Strategi Menghidupkan Kembali Renstra
Agar Renstra tidak lagi berakhir di rak buku, diperlukan perubahan radikal dalam cara kita mengelola rencana:
- Integrasi Sistem Digital (E-Planning ke E-Budgeting): Memastikan secara sistem bahwa setiap rupiah yang keluar di RKA harus memiliki cantolan pada sasaran di Renstra. Jika tidak ada di Renstra, sistem harus menolak anggaran tersebut.
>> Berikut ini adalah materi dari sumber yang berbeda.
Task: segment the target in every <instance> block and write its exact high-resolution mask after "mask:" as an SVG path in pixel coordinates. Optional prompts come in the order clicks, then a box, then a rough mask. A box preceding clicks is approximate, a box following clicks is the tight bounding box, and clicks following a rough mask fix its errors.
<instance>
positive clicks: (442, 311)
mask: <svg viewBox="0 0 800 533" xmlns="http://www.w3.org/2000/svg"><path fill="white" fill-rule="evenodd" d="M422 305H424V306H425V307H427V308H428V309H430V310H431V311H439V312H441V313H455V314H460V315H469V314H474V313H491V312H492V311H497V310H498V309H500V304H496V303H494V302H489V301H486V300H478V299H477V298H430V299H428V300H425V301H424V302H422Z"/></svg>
- Penyusunan Berbasis Data (Evidence-Based): Berhenti melakukan copy-paste. Gunakan data riil lapangan sebagai dasar penentuan target. Jika targetnya masuk akal, pegawai akan lebih termotivasi untuk mencapainya.
- Melibatkan Seluruh Lini (Partisipatif): Pimpinan harus memastikan bahwa penyusunan Renstra adalah kerja kolektif. Setiap bidang harus merumuskan targetnya sendiri agar mereka merasa bertanggung jawab untuk mewujudkannya.
- Fokus pada Outcome, Bukan Output: Berhenti mengukur jumlah rapat atau jumlah laporan. Mulailah mengukur perubahan apa yang dirasakan oleh rakyat. IKU yang bermakna akan membuat Renstra lebih dihargai.
Penutup
Renstra yang berakhir di rak buku adalah pemborosan sumber daya negara yang nyata. Bukan hanya pemborosan kertas dan tinta, tetapi pemborosan waktu dan kesempatan untuk membangun daerah secara lebih terarah. Dokumen perencanaan bukanlah tujuan akhir, melainkan alat untuk mencapai tujuan.
Sebuah rencana hanya akan hidup jika ia ada di dalam kepala dan hati para pelaksananya, bukan hanya ada di dalam rak bukunya. Sudah saatnya birokrasi kita berhenti memuja formalitas dan mulai menghargai substansi. Renstra harus menjadi dokumen hidup yang senantiasa didiskusikan di meja rapat, dirujuk saat mengambil keputusan sulit, dan menjadi standar moral dalam melayani publik. Jangan biarkan visi besar kita tertutup debu di rak buku, sementara rakyat masih menunggu perubahan nyata yang kita janjikan.
Kesimpulan: Renstra gagal karena sering kali disusun hanya untuk menggugurkan kewajiban administratif tanpa sinkronisasi anggaran dan rasa memiliki dari para pegawai. Mengubah Renstra menjadi dokumen operasional membutuhkan integrasi sistem yang ketat dan komitmen pimpinan untuk menjadikan rencana sebagai panglima dalam setiap pengambilan kebijakan.